Dryden plays a significant role in the development of next-generation NASA spacecraft as part of the Constellation program. The spacecraft currently being developed, the Orion Crew Exploration Vehicle, is expected to take astronauts to and from the International Space Station and, eventually, back to the moon.
Center engineers conducted preliminary definition and planning for the Orion Crew Module test article abort flight tests, drop tests, and landing and recovery tests. That work involved development of abort profiles, range safety requirements and integration, flight test support and independent analysis.
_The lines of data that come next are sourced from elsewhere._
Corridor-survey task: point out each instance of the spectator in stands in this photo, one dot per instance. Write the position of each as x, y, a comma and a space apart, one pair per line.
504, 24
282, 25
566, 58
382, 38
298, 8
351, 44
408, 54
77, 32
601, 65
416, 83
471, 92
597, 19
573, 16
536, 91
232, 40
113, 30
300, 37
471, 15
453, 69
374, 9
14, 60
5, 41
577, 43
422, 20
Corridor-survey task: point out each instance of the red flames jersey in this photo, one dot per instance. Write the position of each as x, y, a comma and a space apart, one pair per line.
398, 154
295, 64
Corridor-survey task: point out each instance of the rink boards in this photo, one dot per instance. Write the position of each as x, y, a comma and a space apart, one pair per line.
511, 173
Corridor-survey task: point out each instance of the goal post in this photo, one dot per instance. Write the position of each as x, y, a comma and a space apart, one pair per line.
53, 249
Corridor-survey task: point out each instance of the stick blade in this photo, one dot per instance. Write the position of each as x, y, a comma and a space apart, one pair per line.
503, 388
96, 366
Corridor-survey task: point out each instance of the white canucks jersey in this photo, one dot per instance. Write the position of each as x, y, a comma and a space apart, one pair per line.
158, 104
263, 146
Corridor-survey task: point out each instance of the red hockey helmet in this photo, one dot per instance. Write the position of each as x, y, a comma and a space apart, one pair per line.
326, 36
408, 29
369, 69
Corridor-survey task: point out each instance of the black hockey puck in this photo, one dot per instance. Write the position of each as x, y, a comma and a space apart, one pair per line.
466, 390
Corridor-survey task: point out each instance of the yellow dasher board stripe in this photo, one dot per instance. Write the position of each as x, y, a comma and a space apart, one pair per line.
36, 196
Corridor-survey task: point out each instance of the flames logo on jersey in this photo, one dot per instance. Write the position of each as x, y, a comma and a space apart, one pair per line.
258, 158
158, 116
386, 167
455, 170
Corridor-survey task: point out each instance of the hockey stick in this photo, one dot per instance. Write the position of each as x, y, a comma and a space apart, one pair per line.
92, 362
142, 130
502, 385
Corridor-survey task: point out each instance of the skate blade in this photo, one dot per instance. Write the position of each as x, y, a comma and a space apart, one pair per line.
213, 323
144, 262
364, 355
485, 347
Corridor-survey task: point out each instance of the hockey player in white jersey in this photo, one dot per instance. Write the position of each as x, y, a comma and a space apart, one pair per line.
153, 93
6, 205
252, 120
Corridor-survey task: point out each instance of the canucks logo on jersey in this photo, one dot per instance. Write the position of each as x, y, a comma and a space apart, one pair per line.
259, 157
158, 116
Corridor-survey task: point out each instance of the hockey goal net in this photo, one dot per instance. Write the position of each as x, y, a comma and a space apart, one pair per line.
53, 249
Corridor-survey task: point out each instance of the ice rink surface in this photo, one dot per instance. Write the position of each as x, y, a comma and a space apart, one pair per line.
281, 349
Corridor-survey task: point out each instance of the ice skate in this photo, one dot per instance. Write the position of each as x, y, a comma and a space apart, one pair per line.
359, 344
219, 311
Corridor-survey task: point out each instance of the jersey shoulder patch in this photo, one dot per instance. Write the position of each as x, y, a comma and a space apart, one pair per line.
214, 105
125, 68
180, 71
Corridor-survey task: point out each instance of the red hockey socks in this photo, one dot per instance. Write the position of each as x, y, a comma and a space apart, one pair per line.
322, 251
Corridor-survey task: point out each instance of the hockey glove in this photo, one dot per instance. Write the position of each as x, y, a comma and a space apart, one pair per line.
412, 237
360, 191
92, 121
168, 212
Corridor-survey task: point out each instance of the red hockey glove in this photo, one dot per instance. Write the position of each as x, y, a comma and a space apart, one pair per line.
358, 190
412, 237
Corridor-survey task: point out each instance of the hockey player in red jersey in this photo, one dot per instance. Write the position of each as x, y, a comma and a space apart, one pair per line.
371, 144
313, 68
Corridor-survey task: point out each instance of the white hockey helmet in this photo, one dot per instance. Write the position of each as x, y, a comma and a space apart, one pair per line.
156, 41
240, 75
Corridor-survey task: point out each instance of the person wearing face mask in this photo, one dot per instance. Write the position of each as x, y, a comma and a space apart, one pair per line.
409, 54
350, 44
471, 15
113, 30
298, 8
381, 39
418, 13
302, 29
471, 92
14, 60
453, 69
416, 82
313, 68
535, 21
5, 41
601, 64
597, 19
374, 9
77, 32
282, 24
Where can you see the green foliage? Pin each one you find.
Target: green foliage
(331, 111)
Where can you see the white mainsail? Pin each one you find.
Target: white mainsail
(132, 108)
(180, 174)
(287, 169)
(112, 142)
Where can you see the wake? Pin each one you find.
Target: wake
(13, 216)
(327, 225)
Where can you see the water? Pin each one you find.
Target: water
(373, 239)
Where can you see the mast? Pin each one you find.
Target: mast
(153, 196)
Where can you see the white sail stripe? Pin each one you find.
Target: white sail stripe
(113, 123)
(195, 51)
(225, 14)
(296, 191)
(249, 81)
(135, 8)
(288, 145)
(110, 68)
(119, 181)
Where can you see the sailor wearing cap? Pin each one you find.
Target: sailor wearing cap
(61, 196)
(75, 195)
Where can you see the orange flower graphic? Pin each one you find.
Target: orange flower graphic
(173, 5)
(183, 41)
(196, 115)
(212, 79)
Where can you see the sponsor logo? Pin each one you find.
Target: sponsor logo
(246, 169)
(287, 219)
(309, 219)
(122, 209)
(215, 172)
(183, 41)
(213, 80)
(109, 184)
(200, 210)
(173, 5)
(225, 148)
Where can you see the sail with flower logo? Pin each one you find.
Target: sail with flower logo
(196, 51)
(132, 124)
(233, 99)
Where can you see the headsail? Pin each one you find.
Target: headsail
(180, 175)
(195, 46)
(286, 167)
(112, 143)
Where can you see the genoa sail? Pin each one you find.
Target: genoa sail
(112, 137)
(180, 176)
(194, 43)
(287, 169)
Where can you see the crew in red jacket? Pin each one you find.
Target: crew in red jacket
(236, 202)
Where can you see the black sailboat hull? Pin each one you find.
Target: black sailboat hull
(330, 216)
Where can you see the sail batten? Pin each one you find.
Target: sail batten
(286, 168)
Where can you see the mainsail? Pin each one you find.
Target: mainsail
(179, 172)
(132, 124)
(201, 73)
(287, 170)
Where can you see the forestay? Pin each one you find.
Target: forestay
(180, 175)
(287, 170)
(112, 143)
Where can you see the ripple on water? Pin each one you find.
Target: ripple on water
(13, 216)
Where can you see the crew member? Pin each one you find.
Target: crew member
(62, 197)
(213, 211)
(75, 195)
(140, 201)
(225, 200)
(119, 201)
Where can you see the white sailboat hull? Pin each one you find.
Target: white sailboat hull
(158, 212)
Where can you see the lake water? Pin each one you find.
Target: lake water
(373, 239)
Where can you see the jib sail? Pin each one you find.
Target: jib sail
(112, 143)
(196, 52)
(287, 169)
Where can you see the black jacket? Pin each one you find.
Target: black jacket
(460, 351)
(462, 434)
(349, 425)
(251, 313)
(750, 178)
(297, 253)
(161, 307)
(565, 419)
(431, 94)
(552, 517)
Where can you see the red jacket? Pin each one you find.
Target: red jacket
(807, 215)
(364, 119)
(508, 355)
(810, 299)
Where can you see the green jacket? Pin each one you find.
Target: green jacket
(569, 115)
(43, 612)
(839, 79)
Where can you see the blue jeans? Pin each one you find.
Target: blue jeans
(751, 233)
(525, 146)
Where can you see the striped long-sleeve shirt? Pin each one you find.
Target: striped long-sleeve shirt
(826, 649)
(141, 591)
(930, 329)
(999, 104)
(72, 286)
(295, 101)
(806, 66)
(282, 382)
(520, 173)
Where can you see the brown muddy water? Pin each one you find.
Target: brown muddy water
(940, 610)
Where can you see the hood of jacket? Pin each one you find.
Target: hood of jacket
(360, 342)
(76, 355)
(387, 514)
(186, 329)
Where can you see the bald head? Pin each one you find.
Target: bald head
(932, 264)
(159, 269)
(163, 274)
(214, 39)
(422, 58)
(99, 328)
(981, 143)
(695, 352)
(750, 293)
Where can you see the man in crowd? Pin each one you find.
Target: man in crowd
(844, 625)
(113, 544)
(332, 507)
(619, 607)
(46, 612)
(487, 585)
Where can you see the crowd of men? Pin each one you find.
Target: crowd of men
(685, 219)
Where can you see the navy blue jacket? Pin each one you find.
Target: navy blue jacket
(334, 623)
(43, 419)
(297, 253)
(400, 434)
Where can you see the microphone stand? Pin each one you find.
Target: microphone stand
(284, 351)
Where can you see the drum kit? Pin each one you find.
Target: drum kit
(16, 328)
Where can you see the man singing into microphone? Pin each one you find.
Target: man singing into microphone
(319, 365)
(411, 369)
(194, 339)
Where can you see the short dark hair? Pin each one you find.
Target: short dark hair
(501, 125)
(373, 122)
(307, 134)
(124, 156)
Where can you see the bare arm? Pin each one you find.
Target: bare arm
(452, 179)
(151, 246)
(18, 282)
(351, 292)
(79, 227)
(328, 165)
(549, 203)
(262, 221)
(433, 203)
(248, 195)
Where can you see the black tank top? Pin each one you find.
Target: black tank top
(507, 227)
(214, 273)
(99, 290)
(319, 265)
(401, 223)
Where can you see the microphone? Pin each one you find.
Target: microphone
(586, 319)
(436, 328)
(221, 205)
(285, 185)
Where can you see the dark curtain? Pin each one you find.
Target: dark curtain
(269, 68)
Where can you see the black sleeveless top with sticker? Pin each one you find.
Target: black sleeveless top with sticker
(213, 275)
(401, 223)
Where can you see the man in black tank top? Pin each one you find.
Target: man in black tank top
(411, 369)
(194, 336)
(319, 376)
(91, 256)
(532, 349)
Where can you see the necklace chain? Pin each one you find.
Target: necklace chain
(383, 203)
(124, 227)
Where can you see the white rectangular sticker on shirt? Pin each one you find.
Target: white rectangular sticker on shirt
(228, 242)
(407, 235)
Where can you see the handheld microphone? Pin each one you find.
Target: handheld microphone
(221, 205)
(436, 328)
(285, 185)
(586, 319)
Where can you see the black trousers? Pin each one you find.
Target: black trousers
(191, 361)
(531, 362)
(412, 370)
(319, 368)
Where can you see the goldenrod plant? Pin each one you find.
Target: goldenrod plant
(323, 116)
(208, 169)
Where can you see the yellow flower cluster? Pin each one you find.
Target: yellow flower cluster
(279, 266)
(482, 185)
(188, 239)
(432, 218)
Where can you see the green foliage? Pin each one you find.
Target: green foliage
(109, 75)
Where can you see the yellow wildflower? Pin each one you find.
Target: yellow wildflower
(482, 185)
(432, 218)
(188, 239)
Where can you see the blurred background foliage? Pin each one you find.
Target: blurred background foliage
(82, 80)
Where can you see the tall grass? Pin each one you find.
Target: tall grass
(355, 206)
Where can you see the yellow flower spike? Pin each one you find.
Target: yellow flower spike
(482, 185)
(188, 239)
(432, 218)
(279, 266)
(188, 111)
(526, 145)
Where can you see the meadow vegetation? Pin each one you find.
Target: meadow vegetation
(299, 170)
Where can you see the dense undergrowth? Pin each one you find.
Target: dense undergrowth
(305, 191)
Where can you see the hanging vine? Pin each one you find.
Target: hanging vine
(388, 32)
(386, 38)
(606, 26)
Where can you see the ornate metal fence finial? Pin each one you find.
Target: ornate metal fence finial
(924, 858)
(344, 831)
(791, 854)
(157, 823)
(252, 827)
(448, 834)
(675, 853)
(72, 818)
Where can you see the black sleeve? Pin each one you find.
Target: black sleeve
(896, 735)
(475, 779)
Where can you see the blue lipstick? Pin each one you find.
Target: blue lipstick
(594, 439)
The Abort Flight Test effort is managed at Dryden under the leadership of the Project Orion Flight Test Office at Johnson Space Center, Houston.
NASA's first full-scale flight-test article of the Constellation program, which is called the Orion flight test crew module, is undergoing preparations at Dryden for the first flight test of the spacecraft's launch abort system in 2009. The Orion flight test crew module arrived at Edwards Air Force Base March 28. After being painted in the Edwards Air Force Base paint hangar, it was delivered to Dryden for installation of flight computers, instrumentation and other electronics.
Following systems installation, the completed vehicle will be shipped from Dryden to the U.S. Army's White Sands Missile Range in New Mexico, where the launch abort system will be integrated with the vehicle for the first abort flight test. Four abort flight tests will launch from White Sands, with the fifth and last test of the system flying from Kennedy Space Center in Florida.